Redistricting Constitutional Amendment, SJ18 (Barker), and Criteria Bill, SB717 (McClellan) / HB1255 (Price)

  • Virginia’s election maps are gerrymandered. Virginia’s Constitution allows legislators to draw boundaries that ensure they are reelected.  Legislators are able to use detailed voter data in selecting their own constituents. Last year, after extensive negotiation, Virginia’s legislature passed a constitutional amendment for a redistricting commission of 8 legislators and 8 citizens, with a citizen chair. Virginia’s legislature passed the constitutional amendment the requisite second time this session, along with criteria legislation from Senator Jennifer McClellan and Delegate Cia Price. The Senate vote was 38 – 2, and the House vote was 46 – 43. The General Assembly also passed a ballot referendum which will put the matter before voters in the November general election.

Expand Accepted IDs; Eliminating Photo ID Requirement HB19 (Lindsey), HB213 (Sullivan), SB65 (Locke)

  • HB19 and SB65 eliminate, for most qualified voters, the requirement to provide photo identification at the polls
  • HB213 adds to the list of acceptable forms of voter ID a valid student photo ID card issued by any institution of higher education in any other state or territory of the United States

Repealing Race Based Restrictions on Voting, HB1086 (Price), SB555 (Spruill)

  • Repeals laws that were still on the books relating to voting restrictions, poll taxes, and registration records separated on the basis of race

Automatic Voter Registration, HB235 (J. Cole), SB219 (Marsden)

  • Gives visitors to the Department of Motor Vehicles the choice to opt out of registering to vote instead of an opt in to filling out a voter registration application.

Election Day Holiday, HB108 (Lindsey), SB610 (Lucas)

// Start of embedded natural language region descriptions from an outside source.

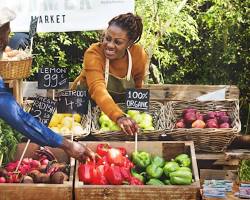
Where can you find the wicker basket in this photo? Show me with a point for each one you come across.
(156, 109)
(15, 69)
(206, 139)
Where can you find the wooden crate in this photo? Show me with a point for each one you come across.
(172, 192)
(21, 191)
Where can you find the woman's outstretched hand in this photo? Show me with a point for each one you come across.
(128, 125)
(77, 150)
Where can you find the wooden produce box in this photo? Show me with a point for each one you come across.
(40, 191)
(167, 192)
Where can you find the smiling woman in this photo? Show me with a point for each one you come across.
(114, 65)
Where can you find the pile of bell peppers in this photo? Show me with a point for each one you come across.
(154, 170)
(111, 167)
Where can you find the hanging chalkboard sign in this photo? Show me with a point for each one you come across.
(73, 101)
(53, 78)
(43, 108)
(33, 26)
(137, 99)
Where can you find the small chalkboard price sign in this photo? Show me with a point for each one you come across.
(73, 101)
(137, 99)
(33, 26)
(53, 78)
(43, 108)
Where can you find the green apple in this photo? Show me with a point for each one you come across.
(144, 124)
(137, 118)
(149, 128)
(103, 118)
(131, 113)
(105, 129)
(115, 127)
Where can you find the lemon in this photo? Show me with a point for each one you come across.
(77, 117)
(55, 129)
(54, 120)
(65, 131)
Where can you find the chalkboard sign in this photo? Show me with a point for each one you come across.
(73, 101)
(43, 108)
(33, 27)
(137, 99)
(53, 78)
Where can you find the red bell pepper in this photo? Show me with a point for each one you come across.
(86, 172)
(102, 161)
(127, 163)
(122, 150)
(102, 149)
(98, 177)
(114, 156)
(135, 181)
(125, 173)
(113, 175)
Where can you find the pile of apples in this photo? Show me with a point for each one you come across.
(191, 118)
(65, 124)
(143, 119)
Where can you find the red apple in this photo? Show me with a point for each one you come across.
(180, 124)
(225, 125)
(198, 124)
(212, 123)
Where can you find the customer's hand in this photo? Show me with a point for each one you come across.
(77, 150)
(128, 125)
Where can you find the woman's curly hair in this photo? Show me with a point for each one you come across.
(130, 23)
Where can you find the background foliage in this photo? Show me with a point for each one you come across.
(206, 43)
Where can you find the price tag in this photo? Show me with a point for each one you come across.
(33, 27)
(53, 78)
(43, 108)
(73, 101)
(137, 99)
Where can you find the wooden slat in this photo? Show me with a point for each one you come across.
(167, 92)
(127, 192)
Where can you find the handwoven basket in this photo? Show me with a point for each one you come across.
(206, 139)
(85, 121)
(156, 109)
(15, 69)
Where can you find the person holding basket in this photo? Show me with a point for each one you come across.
(16, 117)
(114, 65)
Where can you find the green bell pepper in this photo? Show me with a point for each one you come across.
(153, 171)
(170, 167)
(154, 181)
(181, 177)
(157, 160)
(185, 168)
(137, 175)
(141, 159)
(183, 160)
(167, 182)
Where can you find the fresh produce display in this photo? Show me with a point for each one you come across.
(244, 171)
(9, 138)
(65, 124)
(45, 169)
(15, 55)
(113, 167)
(192, 118)
(154, 170)
(143, 119)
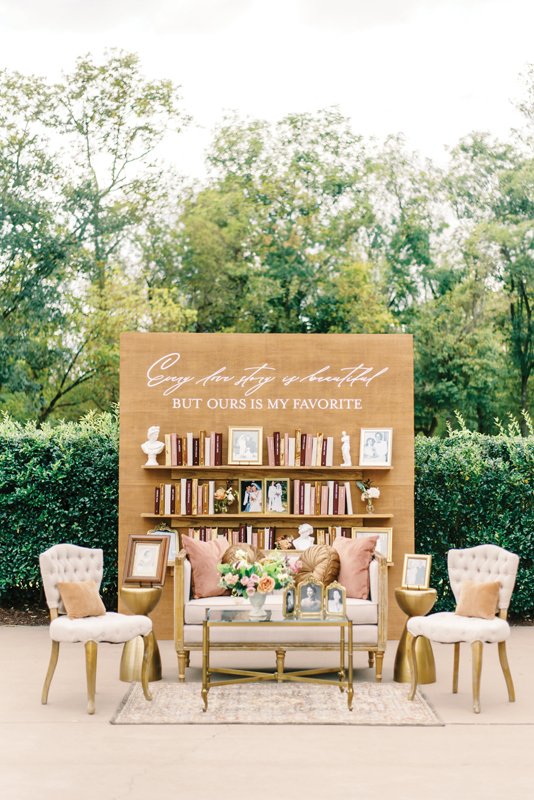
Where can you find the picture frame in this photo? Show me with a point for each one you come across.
(251, 496)
(335, 600)
(277, 496)
(376, 446)
(146, 559)
(245, 445)
(289, 601)
(310, 598)
(384, 545)
(416, 571)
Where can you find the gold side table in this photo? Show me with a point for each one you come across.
(140, 600)
(415, 603)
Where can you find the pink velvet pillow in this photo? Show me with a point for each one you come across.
(204, 557)
(355, 556)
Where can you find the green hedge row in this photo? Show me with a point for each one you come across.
(60, 484)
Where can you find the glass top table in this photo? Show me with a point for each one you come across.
(240, 618)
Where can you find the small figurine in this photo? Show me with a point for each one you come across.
(152, 447)
(345, 450)
(304, 539)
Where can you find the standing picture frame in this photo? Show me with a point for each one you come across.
(245, 445)
(146, 560)
(376, 445)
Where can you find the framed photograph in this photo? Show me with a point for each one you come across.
(416, 571)
(245, 445)
(171, 533)
(277, 495)
(335, 600)
(384, 545)
(310, 598)
(289, 602)
(146, 559)
(375, 447)
(251, 499)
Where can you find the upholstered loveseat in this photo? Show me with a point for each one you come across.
(369, 618)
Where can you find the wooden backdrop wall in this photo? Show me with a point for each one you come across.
(191, 382)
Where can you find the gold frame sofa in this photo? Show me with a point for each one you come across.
(369, 619)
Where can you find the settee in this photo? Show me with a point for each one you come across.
(369, 619)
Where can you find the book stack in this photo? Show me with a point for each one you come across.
(204, 450)
(300, 450)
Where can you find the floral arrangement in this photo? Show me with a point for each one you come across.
(245, 579)
(369, 493)
(224, 498)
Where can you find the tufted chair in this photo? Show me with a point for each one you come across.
(70, 563)
(482, 564)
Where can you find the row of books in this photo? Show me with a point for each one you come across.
(300, 450)
(204, 450)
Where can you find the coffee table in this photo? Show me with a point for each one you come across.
(217, 618)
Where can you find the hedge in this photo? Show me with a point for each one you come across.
(60, 484)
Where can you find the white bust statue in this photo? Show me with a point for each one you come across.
(152, 447)
(304, 539)
(345, 450)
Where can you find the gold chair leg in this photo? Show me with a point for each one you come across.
(50, 673)
(411, 642)
(379, 661)
(503, 658)
(91, 651)
(148, 650)
(455, 668)
(476, 649)
(182, 663)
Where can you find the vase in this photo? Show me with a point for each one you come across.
(257, 601)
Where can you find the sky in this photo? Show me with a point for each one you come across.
(433, 70)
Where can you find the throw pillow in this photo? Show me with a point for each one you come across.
(204, 557)
(355, 556)
(318, 563)
(81, 599)
(478, 599)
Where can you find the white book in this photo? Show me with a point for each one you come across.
(329, 451)
(330, 497)
(348, 498)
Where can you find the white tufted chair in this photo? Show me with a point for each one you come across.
(483, 564)
(70, 563)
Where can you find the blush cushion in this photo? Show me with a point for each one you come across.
(81, 599)
(355, 556)
(204, 557)
(478, 599)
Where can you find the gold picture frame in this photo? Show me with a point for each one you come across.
(335, 600)
(245, 445)
(310, 598)
(416, 571)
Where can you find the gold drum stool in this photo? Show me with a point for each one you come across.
(415, 603)
(140, 600)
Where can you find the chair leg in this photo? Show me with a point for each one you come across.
(148, 650)
(182, 663)
(91, 652)
(503, 658)
(50, 673)
(411, 642)
(455, 668)
(379, 662)
(476, 649)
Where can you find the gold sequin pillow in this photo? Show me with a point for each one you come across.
(318, 563)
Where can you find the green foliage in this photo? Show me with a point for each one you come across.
(57, 484)
(475, 489)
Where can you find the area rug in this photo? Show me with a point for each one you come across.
(274, 704)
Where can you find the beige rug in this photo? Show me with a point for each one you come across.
(274, 704)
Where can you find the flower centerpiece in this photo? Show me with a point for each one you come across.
(224, 498)
(369, 493)
(257, 579)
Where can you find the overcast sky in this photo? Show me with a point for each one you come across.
(432, 69)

  • Designates Election Day, the Tuesday after the first Monday in November, as a state holiday and removes Lee-Jackson Day as a state holiday.

High School Voter Registration, HB1491 (Guy)

  • Requires every public high school to give students, who are eligible to register to vote, access to registration information and applications, or access to the online registration system, and the opportunity to apply during the school day.

 

Same Day Registration & Voting, HB201 (Ayala), delayed effective date of July 1, 2022.

  • Will let qualified voters register and vote on the same day if they provide proof of residency.